Download as pdf or txt
Download as pdf or txt
You are on page 1of 4

SECOND DIVISION

[G.R. NO. 151133 : June 30, 2008]

AFP GENERAL INSURANCE CORPORATION, Petitioner, v. NOEL MOLINA, JUANITO ARQUEZA,


LEODY VENANCIO, JOSE OLAT, ANGEL CORTEZ, PANCRASIO SIMPAO, CONRADO
CALAPON AND NATIONAL LABOR RELATIONS COMMISSION (FIRST DIVISION), Respondents.

DECISION

QUISUMBING, J.:

This is a Petition for Review on Certiorari of the Decision1 dated August 20, 2001 of the Court of
Appeals in CA-G.R. SP No. 58763 which dismissed herein petitioner's special civil action
for certiorari . Before the appellate court, petitioner AFP General Insurance Corporation (AFPGIC)
sought to reverse the Resolution2 dated October 5, 1999 of the National Labor Relations Commission
(NLRC) in NLRC NCR CA-011705-96 for having been issued with grave abuse of discretion. The
NLRC affirmed the Order3 dated March 30, 1999 of Labor Arbiter Edgardo Madriaga in NLRC NCR
Case No. 02-00672-90 which had denied AFPGIC's Omnibus Motion to Quash Notice/Writ of
Garnishment and Discharge AFPGIC's appeal bond for failure of Radon Security & Allied Services
Agency (Radon Security) to pay the premiums on said bond. Equally challenged is the
Resolution4 dated December 14, 2001 of the appellate court in CA-G.R. SP No. 58763 which denied
herein petitioner's motion for reconsideration.

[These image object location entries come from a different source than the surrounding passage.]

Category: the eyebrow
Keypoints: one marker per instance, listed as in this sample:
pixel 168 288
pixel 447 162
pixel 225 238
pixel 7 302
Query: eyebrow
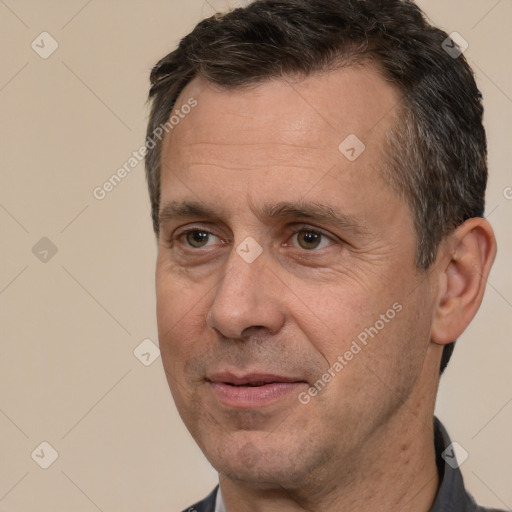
pixel 313 211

The facts of this case are not disputed.

The private respondents are the complainants in a case for illegal dismissal, docketed as NLRC NCR
Case No. 02-00672-90, filed against Radon Security & Allied Services Agency and/or Raquel Aquias
and Ever Emporium, Inc. In his Decision dated August 20, 1996, the Labor Arbiter ruled that the
private respondents were illegally dismissed and ordered Radon Security to pay them separation pay,
backwages, and other monetary claims.

Radon Security appealed the Labor Arbiter's decision to public respondent NLRC and posted
a supersedeas bond, issued by herein petitioner AFPGIC as surety. The appeal was docketed as
NLRC NCR CA-011705-96.

On April 6, 1998, the NLRC affirmed with modification the decision of the Labor Arbiter. The NLRC
found the herein private respondents constructively dismissed and ordered Radon Security to pay
them their separation pay, in lieu of reinstatement with backwages, as well as their monetary benefits
limited to three years, plus attorney's fees equivalent to 10% of the entire amount, with Radon
Security and Ever Emporium, Inc. adjudged jointly and severally liable.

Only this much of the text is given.